We present Direct Molecular Simulation (DMS) and Quasi-Classical Trajectory (QCT) calculation studies for chemically reacting 5-species air mixtures (N2,N,O2,O,NO) over a range of gas temperatures T = 8000 K - 30000 K. For this, we rely exclusively on a set of recent ab initio potential energy surfaces (PESs) generated by the Theoretical and Computational Chemistry group at the University of Minnesota. Our DMS calculations allow us to follow the coupled internal energy excitation of a ro-vibrationally cold nitrogen-oxygen mixture toward the much higher heat bath temperature and study simultaneously occurring chemical reactions (dissociation, exchange). We extract the internal energy (rotation + vibration), as well as vibration-specific population distributions of the diatomic species during the quasi-steady-state (QSS) dissociation phase and observe that for all three their high-energy tails are depleted relative to the corresponding Boltzmann distributions at the heat bath temperature. A comparison of reaction rate coefficients extracted under thermo-chemical equilibrium (using QCT) and during the QSS dissociation phase (using DMS) then allows to us to quantify the macroscopic effect that these vibrationally depleted distributions have on the dissociation reactions. By contrast, a similar comparison reveals that the Zeldovich exchange reactions are almost unaffected by the vibrationally depleted distributions.
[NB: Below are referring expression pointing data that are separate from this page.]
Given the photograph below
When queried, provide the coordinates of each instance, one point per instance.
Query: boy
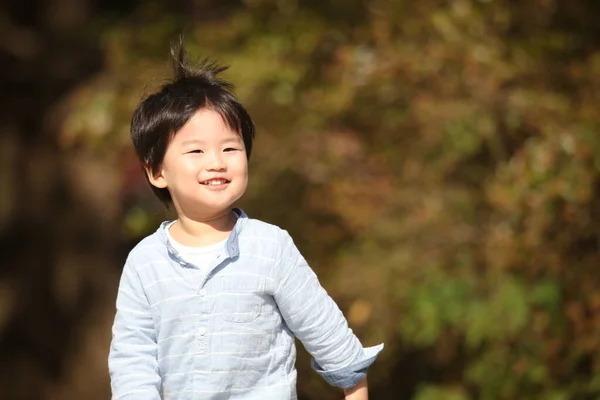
(209, 305)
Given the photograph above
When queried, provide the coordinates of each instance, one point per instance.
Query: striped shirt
(227, 332)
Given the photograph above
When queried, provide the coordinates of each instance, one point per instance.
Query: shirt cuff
(350, 376)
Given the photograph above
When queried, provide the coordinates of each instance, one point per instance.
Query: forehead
(206, 125)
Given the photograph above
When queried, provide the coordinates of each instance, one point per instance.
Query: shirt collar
(232, 248)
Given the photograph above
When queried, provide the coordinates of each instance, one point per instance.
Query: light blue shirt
(228, 334)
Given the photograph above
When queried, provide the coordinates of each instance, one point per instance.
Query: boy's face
(205, 167)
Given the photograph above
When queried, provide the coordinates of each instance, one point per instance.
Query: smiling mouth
(215, 182)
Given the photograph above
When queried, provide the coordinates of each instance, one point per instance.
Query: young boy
(209, 305)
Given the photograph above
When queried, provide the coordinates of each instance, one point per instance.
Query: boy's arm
(317, 321)
(358, 392)
(132, 360)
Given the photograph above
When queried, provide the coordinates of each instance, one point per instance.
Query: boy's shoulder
(148, 245)
(257, 227)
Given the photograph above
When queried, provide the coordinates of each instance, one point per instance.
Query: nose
(216, 162)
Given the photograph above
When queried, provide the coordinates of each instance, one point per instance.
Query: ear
(158, 180)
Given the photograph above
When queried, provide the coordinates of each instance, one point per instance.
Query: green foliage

Unlike dissociation, the exchange reactions do not exhibit any significant vibrational bias and take place at near-thermal rates at all of the temperatures studied. Furthermore, we quantify the amount of vibrational and rotational energy removed and gained in the exchange- and a subset of the dissociation reactions. Such macroscopic quantities are of interest for enhancing the fidelity of multi-temperature nonequilibrium chemistry models used in computational fluid dynamics (CFD) codes.